In the late morning of May 1, 1808, after a few days of intense seismic activity (that produced approximately eight tremors per hour), a fissural eruption occurred in the foothills of Manadas. Its eruption, which also affected other districts, was followed by gaseous emanations and lava flows that caused several deaths and destruction in the parish of Urzelina.

The events of the eruptions were reconstructed from various descriptions after the event, the most significant coming from Father João Ignácio da Silveira, parish priest of Santo Amaro. From these accounts, he wrote of a "great cloud of fire" that grew above the parish of Urzelina which was followed by abundant ash showers:

On the early morning of Good Pastor Sunday, the first day of the month of May of the present year 1808, the earth shook so frequently, that we counted about eight tremors per hour, and of these there was one near sunrise so big, that it woke the population from their beds. On the same day, with part of the people in the Church supplicating themselves to Our Lord God, there was another earthquake that caused the assembled people to flee the Church, from 11 to 12 of the same day there were other earthquakes, and closely a sound so loud...and quickly we saw arise a great cloud of smoke over the tallest mountain of the parish of Urzelina, on the peak of António José de Sequeira, and in front of the Church of São Matheus, whose plan is central to the parish and was the most pleasing on the island, and for that reason it is visited by many good and bad people of all the islands, and in a short time it covered the highest sky made an arc over the parish of Manadas and of Urzelina...

From the mouth of that volcano existed roars so great and trembling without interval that it invited the inhabitants of this island to Judgment. The people ran to suplicate themselves to God, quickly the people of the parish of Urzelina were afraid and abandoned their vicar the Reverend José António de Barcellos in the sacristy of his church, and in the same day it rained so much sand that the homes in the headlands were covered with sand and the fields there remained with [a thickness] of 7 palms [height], and the vineyards of the Castelletes until the chapel of Santa Rita, in the parish of Manadas, remained fixed and the homes almost collapsed with the weight, immediately escaping tongues of fire from the center that reached the heavens, throwing ignite rocks to 8 palms, to a distance of four leagues, others of 16 palms or less, rose to the same height and fell in dense showers.

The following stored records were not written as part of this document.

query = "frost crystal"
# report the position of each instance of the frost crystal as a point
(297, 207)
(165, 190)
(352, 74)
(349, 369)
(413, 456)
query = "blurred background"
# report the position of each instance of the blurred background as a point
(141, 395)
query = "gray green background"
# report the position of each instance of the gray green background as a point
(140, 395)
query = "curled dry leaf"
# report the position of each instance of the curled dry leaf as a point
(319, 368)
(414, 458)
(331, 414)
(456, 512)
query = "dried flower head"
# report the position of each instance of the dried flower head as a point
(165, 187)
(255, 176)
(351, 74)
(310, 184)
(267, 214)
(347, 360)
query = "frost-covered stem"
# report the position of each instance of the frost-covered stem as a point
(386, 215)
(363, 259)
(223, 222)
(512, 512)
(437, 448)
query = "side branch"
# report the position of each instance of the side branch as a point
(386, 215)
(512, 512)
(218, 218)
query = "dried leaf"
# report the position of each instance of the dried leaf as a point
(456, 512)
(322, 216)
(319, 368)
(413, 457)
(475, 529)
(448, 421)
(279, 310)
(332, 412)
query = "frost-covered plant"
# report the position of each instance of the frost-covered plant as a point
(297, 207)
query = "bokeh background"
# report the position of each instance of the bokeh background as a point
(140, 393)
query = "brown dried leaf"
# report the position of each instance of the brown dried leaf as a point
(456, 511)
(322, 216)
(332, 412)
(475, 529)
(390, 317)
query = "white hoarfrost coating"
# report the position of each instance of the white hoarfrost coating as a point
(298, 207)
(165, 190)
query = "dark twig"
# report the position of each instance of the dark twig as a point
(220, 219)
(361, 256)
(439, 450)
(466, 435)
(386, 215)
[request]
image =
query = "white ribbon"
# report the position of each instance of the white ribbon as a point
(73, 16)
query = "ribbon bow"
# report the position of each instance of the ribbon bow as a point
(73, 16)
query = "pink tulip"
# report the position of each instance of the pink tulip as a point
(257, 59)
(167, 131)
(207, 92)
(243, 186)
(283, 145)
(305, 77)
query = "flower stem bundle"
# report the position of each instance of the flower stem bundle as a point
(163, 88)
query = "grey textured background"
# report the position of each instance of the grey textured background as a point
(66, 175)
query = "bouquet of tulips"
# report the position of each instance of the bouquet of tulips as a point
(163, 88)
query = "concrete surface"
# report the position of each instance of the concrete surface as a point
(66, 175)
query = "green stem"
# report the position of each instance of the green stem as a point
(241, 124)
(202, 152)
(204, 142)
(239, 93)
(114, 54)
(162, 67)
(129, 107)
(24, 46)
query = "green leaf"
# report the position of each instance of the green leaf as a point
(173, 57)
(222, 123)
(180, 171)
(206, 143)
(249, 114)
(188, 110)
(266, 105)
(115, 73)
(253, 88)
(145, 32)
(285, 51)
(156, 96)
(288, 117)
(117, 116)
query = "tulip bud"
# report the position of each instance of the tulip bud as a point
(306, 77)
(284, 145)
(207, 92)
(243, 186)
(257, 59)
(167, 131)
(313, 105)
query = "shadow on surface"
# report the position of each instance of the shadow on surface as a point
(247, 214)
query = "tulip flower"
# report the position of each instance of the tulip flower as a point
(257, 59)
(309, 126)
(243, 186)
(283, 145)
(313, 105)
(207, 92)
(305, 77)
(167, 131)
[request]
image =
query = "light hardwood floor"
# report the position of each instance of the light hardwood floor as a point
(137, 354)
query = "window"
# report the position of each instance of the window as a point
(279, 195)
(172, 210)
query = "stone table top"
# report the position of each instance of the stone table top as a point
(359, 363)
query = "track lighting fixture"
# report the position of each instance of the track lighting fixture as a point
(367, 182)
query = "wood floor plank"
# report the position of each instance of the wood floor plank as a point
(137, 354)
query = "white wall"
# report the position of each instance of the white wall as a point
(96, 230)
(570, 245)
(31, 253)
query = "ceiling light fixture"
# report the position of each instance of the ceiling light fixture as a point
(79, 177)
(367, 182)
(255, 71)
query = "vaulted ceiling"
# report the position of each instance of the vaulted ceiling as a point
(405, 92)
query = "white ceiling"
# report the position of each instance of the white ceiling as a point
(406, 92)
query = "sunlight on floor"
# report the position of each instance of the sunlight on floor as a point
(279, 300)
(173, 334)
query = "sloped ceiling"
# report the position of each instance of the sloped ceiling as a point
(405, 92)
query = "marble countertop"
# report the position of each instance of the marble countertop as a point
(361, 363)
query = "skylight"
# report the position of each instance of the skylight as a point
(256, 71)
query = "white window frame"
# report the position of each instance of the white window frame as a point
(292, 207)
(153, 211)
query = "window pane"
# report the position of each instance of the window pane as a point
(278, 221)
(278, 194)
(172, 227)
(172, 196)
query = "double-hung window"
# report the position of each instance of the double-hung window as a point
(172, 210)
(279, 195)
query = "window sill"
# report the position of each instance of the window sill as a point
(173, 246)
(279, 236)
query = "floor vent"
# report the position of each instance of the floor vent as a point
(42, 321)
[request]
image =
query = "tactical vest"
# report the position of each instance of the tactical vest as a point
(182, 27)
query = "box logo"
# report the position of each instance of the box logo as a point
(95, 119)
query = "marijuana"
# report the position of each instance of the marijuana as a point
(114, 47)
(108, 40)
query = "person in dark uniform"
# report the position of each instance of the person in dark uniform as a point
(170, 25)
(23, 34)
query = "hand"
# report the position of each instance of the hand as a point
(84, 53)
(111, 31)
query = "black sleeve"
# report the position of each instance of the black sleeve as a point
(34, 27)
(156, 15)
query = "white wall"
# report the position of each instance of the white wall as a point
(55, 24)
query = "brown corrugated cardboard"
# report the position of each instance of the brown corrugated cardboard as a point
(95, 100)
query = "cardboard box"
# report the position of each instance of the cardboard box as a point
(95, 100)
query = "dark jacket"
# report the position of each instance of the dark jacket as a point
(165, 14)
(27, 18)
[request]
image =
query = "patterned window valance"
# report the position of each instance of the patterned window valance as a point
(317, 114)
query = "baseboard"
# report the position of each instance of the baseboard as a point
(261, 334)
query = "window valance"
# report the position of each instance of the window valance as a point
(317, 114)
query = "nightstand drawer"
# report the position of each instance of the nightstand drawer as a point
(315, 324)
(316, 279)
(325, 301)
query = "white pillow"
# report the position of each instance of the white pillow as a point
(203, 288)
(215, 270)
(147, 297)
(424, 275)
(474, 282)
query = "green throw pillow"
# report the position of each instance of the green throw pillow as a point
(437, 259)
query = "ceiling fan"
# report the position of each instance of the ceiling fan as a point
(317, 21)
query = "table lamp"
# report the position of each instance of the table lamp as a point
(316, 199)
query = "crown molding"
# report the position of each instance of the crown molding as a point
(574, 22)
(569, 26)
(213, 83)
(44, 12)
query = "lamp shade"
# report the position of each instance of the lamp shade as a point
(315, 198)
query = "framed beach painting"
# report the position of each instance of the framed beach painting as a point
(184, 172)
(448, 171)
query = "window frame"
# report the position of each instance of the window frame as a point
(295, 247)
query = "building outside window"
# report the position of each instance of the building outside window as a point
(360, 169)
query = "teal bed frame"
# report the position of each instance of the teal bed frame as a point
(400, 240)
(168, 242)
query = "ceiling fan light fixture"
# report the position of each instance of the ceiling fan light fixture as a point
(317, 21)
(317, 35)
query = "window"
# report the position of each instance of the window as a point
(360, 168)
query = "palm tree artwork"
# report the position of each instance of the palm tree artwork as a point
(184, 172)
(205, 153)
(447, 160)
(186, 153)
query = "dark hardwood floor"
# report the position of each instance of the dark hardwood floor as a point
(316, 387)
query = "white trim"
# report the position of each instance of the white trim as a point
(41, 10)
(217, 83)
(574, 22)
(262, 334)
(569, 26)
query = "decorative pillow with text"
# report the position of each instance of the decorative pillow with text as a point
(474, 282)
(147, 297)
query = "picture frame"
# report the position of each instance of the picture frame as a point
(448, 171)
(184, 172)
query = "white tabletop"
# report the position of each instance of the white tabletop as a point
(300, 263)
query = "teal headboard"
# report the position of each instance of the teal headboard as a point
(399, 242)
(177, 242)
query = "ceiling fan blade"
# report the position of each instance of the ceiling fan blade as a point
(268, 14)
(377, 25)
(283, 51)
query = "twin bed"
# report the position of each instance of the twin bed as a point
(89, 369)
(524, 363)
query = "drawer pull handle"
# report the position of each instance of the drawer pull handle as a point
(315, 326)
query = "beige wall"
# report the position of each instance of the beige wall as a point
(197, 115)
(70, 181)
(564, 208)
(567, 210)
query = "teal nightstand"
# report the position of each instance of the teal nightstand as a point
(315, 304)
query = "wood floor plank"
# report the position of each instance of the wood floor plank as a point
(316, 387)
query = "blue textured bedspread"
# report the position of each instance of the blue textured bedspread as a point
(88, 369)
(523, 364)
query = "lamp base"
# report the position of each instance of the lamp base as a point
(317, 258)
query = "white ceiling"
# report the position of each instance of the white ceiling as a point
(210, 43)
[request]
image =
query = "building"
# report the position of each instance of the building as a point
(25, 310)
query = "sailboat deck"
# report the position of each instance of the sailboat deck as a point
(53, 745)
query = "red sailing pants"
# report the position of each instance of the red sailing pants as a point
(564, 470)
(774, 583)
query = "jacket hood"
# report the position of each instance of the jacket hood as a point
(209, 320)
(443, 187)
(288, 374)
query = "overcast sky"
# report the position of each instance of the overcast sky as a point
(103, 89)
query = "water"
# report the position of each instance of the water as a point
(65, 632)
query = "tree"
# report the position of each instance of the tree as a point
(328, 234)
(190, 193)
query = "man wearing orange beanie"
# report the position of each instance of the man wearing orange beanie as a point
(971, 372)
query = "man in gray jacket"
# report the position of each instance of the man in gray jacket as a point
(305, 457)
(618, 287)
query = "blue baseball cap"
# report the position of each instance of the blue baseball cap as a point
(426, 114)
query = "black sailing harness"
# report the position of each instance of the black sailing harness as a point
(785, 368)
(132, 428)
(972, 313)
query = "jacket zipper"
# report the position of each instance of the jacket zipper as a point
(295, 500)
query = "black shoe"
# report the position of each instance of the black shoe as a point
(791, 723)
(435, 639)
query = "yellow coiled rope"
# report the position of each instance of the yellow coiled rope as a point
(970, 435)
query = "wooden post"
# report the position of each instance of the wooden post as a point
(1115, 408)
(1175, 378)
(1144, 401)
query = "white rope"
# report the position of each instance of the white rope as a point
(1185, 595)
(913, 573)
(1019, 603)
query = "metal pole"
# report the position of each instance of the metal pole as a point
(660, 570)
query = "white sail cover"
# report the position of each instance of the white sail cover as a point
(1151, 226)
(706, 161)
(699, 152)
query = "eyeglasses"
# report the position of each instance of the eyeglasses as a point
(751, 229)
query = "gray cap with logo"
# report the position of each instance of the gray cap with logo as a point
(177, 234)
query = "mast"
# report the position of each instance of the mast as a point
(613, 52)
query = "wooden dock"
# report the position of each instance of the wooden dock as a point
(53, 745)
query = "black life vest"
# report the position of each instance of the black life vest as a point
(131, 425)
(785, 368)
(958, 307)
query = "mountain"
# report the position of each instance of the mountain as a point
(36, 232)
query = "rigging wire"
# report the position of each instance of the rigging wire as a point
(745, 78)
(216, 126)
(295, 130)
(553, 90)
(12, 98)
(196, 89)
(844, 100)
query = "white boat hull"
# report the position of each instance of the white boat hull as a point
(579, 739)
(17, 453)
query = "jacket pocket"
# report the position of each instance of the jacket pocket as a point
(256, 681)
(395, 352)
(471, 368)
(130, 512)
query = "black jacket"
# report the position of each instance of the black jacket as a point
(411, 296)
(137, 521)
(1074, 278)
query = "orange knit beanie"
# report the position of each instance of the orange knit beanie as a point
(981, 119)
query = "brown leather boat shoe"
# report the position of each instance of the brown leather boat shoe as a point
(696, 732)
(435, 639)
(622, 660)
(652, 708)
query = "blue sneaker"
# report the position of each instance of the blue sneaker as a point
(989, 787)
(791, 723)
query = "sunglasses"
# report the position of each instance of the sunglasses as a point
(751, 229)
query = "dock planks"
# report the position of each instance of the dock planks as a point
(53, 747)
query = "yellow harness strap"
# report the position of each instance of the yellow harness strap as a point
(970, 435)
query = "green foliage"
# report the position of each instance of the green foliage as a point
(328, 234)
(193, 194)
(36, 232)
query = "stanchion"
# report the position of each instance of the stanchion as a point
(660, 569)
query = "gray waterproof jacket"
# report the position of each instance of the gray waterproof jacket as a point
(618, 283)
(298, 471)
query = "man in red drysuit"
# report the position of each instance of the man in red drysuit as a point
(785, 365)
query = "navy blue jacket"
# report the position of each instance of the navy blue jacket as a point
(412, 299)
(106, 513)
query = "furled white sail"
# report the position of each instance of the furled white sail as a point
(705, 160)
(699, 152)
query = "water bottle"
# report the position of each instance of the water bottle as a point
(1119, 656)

Arriving the tragic evening, it dis-animated the inhabitants of this island to see the fire and ignite rocks, that escaped as meteors and almost looked like they fell over the people, and the windows of the church almost appeared to break with the echoes of the sound that threatened our life.

Until Tuesday, third day of the same month, there exploded fire from seven places, placing the mouht of the volcano close to Ribeira do Arieiro, by afternoon the fires had abated: in the morning of Wednesday, fourth day of the same month, there exploded a fire between Ribeiras, above Fajã's spring, and with the same luck, it created a cloud of sulforous powder and dirt that appeared to burn that location.

The vicar of Urzelina quickly made a procession to the area of the fajã with [the image] of Senhor Santo Christo and Nossa Senhora das Dôres, eventually meeting Father José de Sousa Machado, who brought a procession with Nossa Senhora da Encarnação and various people, who were almost suffocated by the sulfurous powder that was falling. Joining that animated procession, they arrived at the chapel of Nossa Senhora do Desterro, and still, with a lot of effort, because at the intersection to the top, there fell much sulphur and the air was sticky that many trees fell with their weight, while its character affected the travellers.

After another seven days, a fire exploded in the vicinity of the parish of Santo Amaro, where it opened two mouths of fire, such as two great ravines of fluid material, and with such force that on the second day, we encountered more than a moio of fields of lava in the direction of the homes, forcing the people to flight, the vicar, Rev. Amaro Pereira de Lemos, lost his senses and sister D. Anna Maria de Lemos, went crazy.

The Vicar of Velas and Confessor, the Rev. António Machado Teixeira, upon the fire reaching the village was worried that they should leave, and ordered that the Sacrament should be sent to Beira, resulting in an abandonment [of the area] that could not be explained. The nuns went to the Church in Rosais; the Confessor and other clergy to Faial, the Judge to Pico and most of the people, almost the entire village, went to Beira and Rosais. This movement was beyond necessity, because on the day they did, those who saw the fire noted that they barely ran, and mostly within the ravines

The hinterland where the mentioned fire passed remained beaten and the grottoes formidable, the road broken in a manner that there did not pass cars nor people.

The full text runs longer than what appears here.